Często zapominamy o śniadaniu, co jest ogromnym błędem. Sprawdziliśmy talerze bydgoszczan
Jest najważniejszym, ale także najczęściej zaniedbywanym posiłkiem dnia. Przegrywa z porannym pośpiechem do pracy i szkoły, lub z pokusą dłuższego snu, a przecież ma nam dostarczyć sił.
24 kwietnia obchodzimy Europejski Dzień Śniadania. Z tej okazji zapytaliśmy bydgoszczan o to, co najczęściej ląduje o poranku na ich talerzach.
– Awokado, jajko i mięso – wymieniała jedna z kobiet. – Staramy się zjeść jakąś sałatkę z kurczakiem, albo z tuńczykiem. Płatki, choć czasami zdarza się sięgnąć po coś na szybko – dodała kolejna.
Część uczniów przyznała, że nie może znaleźć czasu na śniadanie, bo śpieszy się do szkoły. – W sumie rzadko jem. Zazwyczaj nie mam czasu, bo wcześniej idę do szkoły, więc czasami zaczynam dzień od obiadu.
Niektórzy bydgoszczanie nie wyobrażają sobie początku dnia bez kawy. – Około godz. 9:00 kawa i do pracy.
Są osoby, które starają się unikać szybkich zakupów na zwalczenie głodu i stawiają na domowe przygotowanie porannych dań. – Z reguły jem śniadania. Głównie warzywa, czasami jem tofu. Jestem wegetarianką, więc mało mięsa. Rzadko wchodzę na szybko do sklepu. Na przykład przygotowuję omlet i ogólnie sensownie przemyślę, co jem.
– Jem dopiero w pracy, jak dojadę. Takie późne śniadanie, około 11:00. Robię tortillę z warzywami, żeby wystarczyło na cały dzień. To bardzo ważne, tak samo, jak picie wody – powiedziała bydgoszczanka.

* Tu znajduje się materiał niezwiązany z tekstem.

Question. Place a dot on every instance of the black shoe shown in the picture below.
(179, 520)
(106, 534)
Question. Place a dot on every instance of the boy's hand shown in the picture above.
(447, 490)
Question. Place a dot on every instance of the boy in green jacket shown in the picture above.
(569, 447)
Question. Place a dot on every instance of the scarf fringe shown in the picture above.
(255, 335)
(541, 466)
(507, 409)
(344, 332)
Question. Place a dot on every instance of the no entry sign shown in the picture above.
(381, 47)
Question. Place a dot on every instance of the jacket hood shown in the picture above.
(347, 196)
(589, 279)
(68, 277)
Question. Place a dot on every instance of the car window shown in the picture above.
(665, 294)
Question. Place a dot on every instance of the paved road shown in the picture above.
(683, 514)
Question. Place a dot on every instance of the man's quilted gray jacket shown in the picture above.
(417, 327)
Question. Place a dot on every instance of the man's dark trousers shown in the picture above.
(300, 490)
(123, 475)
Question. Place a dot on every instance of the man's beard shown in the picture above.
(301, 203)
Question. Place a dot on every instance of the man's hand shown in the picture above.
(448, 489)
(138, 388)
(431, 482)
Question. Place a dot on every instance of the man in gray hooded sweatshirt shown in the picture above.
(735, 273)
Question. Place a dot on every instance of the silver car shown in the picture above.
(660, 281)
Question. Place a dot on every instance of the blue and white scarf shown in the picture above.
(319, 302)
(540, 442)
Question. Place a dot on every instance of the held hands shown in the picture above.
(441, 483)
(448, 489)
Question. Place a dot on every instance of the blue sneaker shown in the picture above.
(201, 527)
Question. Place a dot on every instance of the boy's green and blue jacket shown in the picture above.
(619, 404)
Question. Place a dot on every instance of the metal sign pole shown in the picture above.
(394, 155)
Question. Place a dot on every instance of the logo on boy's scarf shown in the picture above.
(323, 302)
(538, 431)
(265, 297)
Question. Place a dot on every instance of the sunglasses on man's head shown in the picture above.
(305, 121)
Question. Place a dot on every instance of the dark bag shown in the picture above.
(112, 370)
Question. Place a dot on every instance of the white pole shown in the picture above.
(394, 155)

Dodajmy, że u osób regularnie spożywających zdrowe śniadania, ryzyko rozwoju nadciśnienia tętniczego krwi, cukrzycy typu 2 i otyłości zmniejsza się o kilkanaście procent. Spożywanie śniadań również wpływa na lepszą koncentrację, pamięć i rozwój intelektualny.